While it was not clear whether Mr. Snowden had remained in Hong Kong, if he had, his presence could complicate any possible American effort to extradite him for prosecution. A British colony until its return to China in 1997, Hong Kong retains autonomy from the mainland in its immigration system and its rule of law. Hong Kong has an independent immigration system, but it is part of China for purposes of foreign policy.

Hong Kong has an extradition agreement with the United States, in case American officials can provide a legal basis for seeking Mr. Snowden’s transfer to the United States. Hong Kong also has a very long tradition, dating back to British control, of close cooperation with the United States on criminal and criminal intelligence issues.

There was no indication in the Guardian article that Mr. Snowden had ever acquired legal residency in Hong Kong, so he would appear to be subject in principle to the 90-day limit that all American passport holders have for visa-free stays there.

Another complexity for Mr.
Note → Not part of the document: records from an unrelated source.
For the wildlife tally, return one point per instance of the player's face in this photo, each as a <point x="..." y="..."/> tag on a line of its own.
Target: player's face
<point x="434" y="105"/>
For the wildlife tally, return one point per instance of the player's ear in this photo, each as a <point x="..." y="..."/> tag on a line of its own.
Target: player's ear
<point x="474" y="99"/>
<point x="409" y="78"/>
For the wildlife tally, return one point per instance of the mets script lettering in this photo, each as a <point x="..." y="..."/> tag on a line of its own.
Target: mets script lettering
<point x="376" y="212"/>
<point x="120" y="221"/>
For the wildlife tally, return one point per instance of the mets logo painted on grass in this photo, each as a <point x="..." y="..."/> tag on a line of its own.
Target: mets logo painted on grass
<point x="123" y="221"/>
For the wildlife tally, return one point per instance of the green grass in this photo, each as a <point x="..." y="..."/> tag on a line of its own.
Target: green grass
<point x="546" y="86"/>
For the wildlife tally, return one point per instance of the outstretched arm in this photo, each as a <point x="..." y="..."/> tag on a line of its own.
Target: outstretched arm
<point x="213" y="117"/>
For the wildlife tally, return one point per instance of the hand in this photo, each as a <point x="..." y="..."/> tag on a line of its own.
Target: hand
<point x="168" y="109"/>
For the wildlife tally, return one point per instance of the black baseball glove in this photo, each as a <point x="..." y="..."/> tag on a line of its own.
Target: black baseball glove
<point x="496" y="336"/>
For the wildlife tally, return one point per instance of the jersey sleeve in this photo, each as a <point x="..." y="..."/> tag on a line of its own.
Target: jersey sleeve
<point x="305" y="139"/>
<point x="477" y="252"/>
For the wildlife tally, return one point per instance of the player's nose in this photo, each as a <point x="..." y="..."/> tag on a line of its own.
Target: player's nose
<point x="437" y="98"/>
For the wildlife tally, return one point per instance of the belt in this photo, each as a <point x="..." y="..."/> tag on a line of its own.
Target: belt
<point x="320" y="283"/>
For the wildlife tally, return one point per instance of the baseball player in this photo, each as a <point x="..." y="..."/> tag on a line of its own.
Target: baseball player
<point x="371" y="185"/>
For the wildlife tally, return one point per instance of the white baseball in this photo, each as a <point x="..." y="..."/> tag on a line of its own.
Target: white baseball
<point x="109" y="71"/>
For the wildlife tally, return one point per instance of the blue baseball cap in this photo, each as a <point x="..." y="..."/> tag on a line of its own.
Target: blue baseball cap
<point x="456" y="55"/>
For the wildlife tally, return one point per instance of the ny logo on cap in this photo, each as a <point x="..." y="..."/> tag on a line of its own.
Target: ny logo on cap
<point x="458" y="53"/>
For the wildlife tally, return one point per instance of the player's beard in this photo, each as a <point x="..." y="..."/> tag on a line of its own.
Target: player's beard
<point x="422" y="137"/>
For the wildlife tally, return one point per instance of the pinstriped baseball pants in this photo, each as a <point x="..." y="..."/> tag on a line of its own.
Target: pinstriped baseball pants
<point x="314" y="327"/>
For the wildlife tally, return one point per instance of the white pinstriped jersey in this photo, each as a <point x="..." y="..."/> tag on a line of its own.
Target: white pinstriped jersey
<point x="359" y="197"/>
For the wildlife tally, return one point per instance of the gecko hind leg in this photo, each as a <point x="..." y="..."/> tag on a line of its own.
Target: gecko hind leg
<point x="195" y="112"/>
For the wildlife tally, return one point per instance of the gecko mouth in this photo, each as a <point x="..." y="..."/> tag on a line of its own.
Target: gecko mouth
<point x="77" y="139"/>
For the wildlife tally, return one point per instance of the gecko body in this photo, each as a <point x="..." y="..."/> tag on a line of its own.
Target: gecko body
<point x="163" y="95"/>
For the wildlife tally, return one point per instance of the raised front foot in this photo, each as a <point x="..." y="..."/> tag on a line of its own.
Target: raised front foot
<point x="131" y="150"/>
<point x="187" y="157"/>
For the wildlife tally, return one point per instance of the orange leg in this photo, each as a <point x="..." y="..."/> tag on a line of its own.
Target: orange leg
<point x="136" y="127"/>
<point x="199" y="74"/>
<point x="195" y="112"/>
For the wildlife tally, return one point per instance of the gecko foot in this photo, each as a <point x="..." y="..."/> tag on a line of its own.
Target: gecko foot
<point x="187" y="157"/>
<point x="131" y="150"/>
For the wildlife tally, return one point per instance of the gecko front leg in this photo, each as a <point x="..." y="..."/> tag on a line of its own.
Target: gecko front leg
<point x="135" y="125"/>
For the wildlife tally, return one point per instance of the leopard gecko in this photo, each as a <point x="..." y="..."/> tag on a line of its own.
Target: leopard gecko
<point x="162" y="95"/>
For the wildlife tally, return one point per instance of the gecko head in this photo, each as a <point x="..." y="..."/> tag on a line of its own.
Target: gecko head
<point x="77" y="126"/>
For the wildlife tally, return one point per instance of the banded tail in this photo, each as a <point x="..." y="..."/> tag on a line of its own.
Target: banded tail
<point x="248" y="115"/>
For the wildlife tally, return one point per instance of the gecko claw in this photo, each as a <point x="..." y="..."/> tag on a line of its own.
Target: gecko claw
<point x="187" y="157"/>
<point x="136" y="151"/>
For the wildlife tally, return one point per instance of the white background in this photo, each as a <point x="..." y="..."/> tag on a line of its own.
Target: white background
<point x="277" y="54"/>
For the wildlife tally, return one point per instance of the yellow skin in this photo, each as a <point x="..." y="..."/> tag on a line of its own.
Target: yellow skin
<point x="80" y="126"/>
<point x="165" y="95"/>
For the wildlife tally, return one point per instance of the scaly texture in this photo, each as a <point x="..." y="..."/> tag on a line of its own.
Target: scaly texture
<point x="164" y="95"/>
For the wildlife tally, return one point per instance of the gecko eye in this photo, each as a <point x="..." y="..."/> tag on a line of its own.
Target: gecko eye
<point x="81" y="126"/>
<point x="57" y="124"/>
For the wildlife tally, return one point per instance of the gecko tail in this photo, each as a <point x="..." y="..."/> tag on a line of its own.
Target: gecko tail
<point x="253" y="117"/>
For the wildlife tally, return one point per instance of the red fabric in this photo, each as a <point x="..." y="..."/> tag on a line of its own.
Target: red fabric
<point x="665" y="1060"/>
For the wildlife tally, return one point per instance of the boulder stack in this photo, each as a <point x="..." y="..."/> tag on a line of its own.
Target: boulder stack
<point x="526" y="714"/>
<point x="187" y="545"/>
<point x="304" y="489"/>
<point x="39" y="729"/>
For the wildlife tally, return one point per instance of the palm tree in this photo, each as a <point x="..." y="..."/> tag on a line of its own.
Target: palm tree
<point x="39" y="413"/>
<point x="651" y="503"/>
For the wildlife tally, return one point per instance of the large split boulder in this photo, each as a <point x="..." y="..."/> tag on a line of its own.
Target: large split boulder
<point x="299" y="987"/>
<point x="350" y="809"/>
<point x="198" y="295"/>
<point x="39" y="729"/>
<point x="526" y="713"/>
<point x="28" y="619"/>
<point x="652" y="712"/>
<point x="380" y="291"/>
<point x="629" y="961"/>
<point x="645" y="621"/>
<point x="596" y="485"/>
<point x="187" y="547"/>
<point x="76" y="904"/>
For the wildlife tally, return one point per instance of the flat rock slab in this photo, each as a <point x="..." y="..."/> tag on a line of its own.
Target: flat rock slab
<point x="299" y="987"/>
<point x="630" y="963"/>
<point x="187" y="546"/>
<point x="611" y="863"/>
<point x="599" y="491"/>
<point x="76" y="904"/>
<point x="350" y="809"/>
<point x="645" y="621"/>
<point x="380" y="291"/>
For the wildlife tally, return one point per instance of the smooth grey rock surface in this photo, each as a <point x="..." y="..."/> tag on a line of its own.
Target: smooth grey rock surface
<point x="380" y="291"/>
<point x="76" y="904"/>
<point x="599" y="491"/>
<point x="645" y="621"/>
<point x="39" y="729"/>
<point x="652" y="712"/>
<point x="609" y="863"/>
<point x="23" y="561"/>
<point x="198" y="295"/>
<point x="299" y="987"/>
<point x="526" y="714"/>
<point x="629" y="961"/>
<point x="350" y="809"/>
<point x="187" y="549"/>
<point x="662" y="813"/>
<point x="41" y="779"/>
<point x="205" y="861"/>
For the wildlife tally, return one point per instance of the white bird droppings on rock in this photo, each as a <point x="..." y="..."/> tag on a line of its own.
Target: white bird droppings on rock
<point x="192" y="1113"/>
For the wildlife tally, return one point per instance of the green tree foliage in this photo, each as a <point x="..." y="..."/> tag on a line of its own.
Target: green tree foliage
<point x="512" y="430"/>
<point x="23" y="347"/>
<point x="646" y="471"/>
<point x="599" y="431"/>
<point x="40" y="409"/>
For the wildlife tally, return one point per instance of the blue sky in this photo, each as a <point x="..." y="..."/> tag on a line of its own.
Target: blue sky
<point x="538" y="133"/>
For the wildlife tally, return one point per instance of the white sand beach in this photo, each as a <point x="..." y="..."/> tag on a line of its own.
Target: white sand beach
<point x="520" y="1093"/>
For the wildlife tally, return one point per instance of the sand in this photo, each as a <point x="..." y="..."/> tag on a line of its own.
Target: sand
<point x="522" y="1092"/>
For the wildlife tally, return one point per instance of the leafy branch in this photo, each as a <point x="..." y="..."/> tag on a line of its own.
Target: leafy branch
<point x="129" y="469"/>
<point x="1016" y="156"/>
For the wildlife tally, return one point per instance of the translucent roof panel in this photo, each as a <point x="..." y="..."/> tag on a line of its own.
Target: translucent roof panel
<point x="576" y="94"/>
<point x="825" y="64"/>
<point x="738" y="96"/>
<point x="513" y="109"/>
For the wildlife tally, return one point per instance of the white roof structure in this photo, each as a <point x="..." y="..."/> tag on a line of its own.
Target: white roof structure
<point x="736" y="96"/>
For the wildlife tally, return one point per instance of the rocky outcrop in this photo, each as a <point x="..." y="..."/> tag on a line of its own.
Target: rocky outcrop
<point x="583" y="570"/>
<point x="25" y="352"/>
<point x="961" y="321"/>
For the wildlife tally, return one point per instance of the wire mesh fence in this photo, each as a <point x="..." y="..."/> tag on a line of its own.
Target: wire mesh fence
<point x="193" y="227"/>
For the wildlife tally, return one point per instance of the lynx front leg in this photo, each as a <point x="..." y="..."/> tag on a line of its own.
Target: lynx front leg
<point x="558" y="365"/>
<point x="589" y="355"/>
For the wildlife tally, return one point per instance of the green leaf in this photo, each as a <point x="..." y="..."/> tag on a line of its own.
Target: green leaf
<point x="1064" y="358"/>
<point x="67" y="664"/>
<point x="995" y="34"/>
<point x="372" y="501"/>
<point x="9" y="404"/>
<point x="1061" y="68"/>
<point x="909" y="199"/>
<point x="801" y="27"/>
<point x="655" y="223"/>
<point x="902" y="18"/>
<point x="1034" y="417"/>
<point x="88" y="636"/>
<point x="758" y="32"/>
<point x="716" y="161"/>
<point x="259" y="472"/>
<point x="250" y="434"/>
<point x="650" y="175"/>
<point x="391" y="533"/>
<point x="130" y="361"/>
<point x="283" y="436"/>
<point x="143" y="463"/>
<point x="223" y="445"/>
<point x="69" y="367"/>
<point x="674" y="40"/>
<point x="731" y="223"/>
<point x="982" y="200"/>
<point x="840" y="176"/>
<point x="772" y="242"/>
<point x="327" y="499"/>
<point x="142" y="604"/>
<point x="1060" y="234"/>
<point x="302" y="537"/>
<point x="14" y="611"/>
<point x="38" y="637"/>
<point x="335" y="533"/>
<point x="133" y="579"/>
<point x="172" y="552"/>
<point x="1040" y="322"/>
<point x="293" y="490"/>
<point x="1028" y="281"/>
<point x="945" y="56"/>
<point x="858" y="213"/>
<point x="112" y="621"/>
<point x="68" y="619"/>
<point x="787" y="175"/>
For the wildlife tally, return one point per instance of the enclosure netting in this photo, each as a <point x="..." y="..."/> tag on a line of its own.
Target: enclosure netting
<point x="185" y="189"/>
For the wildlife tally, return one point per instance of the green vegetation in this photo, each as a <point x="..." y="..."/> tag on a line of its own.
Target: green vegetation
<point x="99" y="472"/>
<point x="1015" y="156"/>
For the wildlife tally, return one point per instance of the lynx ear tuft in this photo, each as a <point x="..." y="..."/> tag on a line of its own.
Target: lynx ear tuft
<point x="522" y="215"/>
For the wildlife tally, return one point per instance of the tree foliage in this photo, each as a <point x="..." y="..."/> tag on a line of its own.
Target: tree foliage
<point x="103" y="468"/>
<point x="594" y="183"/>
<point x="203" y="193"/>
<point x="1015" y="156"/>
Snowden is that the new administration of President Xi Jinping of China is pursuing better relations with the United States, including a meeting with Mr. Obama on Friday and Saturday in California, and may be more inclined than usual to put pressure on officials in Hong Kong to hand over Mr. Snowden.

On Sunday evening, Booz Allen released a statement confirming Mr. Snowden’s employment. “News reports that this individual has claimed to have leaked classified information are shocking, and if accurate, this action represents a grave violation of the code of conduct and core values of our firm,” the statement said. “We will work closely with our clients and authorities in their investigation of this matter.”

The revelation that Mr. Snowden worked for Booz Allen is perhaps the most awkward for Mike McConnell, a former head of the N.S.A. and director of national intelligence who in 2011 was promoted to vice chairman at Booz Allen. He is now responsible for driving Booz Allen’s cybercapabilities and advancing its relationship with his former agency.

Mr. McConnell said in an interview last year that the United States was not using its full capabilities to address threats from foreign cyberattacks because of privacy concerns.

“If you harness all the capabilities of our nation, you could have a better understanding of foreign threats,” he said. “But what makes it hard is that everyone has an opinion. There’s very little appreciation for the threat, and there are so many special interests, particularly civil liberty groups with privacy concerns. That mix keeps us from getting to the crux of the national issue.”